Breaking: C&C and AB InBev to acquire Matthew Clark and Bibendum
British and Irish drinks producer and distributor C&C Group and brewing giant AB InBev have announced a joint plan to acquire Matthew Clark, Bibendum and other subsidiaries from the ailing Conviviality.
In a statement released this morning (4 April), C&C Group, the maker of Magners Cider, announced it was in, “advanced discussions to acquire the entire issued share capital of Matthew Clark (Holdings) Limited and Bibendum PLB (Topco) Limited and their subsidiary businesses Catalyst, Peppermint, Elastic and Walker & Wodehouse (together ‘Matthew Clark Bibendum’).”
The news is “conditional” on administrators being appointed at Conviviality which is apparently, “expected later today”.
The statement continued: “Consideration for the shares will be a nominal sum, and C&C will provide sufficient funds to support the on-going working capital and other cash requirements of the business. In addition, AB InBev will provide additional financial support to the transaction. C&C’s investment will be funded from existing C&C facilities.”
Stephen Glancey, C&C CEO, commented: “We know the Matthew Clark and Bibendum businesses very well. They are great businesses with unparalleled on-trade market access, a wide range of supplier relationships and supported by a knowledgeable and loyal employee base.
“The last few weeks have been challenging for employees, customers and suppliers alike. We hope today’s announcement can put an end to this period of disruption and uncertainty.
“We look-forward to working with our new colleagues and other stakeholders to bring stability and restore the group’s position as one of the leading and most respected drinks suppliers to the UK hospitality sector.”
The incredible reversal in Conviviality’s fortunes has brought back memories within the trade of other recent administrations. Conviviality issued its first profit warning on 8 March in which it declared that a “material error” in its financial forecasts had meant that its profit would be £5.2 million less than expected.
This was followed by an update on 14 March in which it added that it was facing a £30 million tax bill and had suspended trading in its shares. CEO Diana Hunter stepped down from the board on 19 March, her departure reportedly a pre-requisite for investors to support an equity fundraising attempt.
On 21 March, it announced it would be attempting to raise £125m to pay off debts and continue trading, but on 28 March, Conviviality reported that it had failed to reach this equity target.
It suggested parts of the business would have to be sold off, and on 29 March, filed notice of its intention to appoint administrators within 10 business days “unless circumstances change”.

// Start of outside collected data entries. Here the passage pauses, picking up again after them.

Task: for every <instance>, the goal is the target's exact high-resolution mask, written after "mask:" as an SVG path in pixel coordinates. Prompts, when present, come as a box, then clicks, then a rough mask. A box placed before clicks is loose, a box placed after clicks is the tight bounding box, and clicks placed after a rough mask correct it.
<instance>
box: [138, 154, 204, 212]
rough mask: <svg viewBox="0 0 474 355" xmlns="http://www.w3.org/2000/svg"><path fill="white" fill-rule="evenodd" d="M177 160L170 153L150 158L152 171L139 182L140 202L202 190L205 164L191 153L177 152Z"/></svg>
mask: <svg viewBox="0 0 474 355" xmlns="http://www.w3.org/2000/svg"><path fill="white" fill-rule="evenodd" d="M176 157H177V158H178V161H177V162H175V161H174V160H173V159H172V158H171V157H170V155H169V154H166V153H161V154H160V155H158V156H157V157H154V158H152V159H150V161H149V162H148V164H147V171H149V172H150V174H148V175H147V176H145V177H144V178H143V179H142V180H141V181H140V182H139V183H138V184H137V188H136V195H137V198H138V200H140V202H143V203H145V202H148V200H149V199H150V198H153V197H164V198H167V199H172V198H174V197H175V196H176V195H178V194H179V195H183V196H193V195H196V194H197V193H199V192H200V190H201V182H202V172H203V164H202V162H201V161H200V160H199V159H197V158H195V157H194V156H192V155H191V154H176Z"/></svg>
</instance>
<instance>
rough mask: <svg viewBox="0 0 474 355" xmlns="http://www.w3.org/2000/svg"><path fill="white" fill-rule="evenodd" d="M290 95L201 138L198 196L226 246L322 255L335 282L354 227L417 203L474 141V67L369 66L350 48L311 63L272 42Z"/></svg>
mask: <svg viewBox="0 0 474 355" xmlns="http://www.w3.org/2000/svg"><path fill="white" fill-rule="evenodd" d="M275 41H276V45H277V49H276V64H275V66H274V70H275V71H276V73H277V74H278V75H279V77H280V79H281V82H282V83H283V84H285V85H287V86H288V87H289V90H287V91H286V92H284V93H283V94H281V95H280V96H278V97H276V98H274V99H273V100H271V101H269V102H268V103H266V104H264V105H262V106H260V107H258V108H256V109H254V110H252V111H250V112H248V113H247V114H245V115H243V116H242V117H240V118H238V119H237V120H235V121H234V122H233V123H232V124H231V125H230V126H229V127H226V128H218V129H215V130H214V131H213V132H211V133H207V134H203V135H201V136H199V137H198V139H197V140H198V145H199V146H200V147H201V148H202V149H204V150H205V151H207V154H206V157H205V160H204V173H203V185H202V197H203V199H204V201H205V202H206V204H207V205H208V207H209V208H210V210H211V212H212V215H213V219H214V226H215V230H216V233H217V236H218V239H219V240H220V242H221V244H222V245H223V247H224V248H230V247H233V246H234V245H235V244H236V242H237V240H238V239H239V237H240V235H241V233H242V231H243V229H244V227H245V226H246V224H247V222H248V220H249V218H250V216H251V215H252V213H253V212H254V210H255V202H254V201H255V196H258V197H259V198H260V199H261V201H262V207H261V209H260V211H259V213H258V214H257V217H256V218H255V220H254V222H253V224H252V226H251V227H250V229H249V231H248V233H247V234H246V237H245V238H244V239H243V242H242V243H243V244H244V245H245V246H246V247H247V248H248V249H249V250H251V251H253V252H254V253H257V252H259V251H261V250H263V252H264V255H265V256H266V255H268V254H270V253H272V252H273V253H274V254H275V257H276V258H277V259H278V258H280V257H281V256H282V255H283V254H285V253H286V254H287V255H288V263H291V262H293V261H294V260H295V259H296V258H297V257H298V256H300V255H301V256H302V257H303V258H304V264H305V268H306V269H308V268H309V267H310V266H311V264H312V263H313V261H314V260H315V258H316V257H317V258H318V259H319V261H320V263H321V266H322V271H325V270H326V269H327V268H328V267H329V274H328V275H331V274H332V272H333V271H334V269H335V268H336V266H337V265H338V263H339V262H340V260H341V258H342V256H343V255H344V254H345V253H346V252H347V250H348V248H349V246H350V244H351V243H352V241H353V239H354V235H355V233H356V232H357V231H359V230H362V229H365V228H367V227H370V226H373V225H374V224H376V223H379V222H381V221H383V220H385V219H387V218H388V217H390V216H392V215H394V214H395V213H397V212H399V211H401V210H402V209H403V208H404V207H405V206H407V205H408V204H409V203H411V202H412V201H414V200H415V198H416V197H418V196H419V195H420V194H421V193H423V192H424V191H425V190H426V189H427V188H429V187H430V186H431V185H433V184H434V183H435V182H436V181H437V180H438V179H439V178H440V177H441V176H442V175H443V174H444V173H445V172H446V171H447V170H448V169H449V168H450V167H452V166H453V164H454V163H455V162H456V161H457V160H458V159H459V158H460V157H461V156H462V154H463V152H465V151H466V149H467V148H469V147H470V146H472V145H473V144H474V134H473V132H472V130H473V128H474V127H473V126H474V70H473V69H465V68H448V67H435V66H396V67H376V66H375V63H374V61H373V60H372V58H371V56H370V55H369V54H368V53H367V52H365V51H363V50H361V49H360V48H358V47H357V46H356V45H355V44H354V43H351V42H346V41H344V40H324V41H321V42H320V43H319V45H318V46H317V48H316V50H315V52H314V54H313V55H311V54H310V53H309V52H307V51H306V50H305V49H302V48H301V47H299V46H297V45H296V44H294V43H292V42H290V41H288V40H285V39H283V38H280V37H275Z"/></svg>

Furthermore, according to a report this week in The Times, investors in Conviviality are considering legal action against the drinks company’s board after claims that they were misled over the health of the wholesaler’s finances.
According to the paper, a particular bone of contention is Conviviality’s decision to raise £30 million to fund its acquisition of 127 Central Convenience stores in December 2017. It placed 8,000,000 new ordinary shares on the market at a price of 375 pence to raise the amount.
It is claimed that investors are questioning when exactly Conviviality’s board became aware of its financial problems.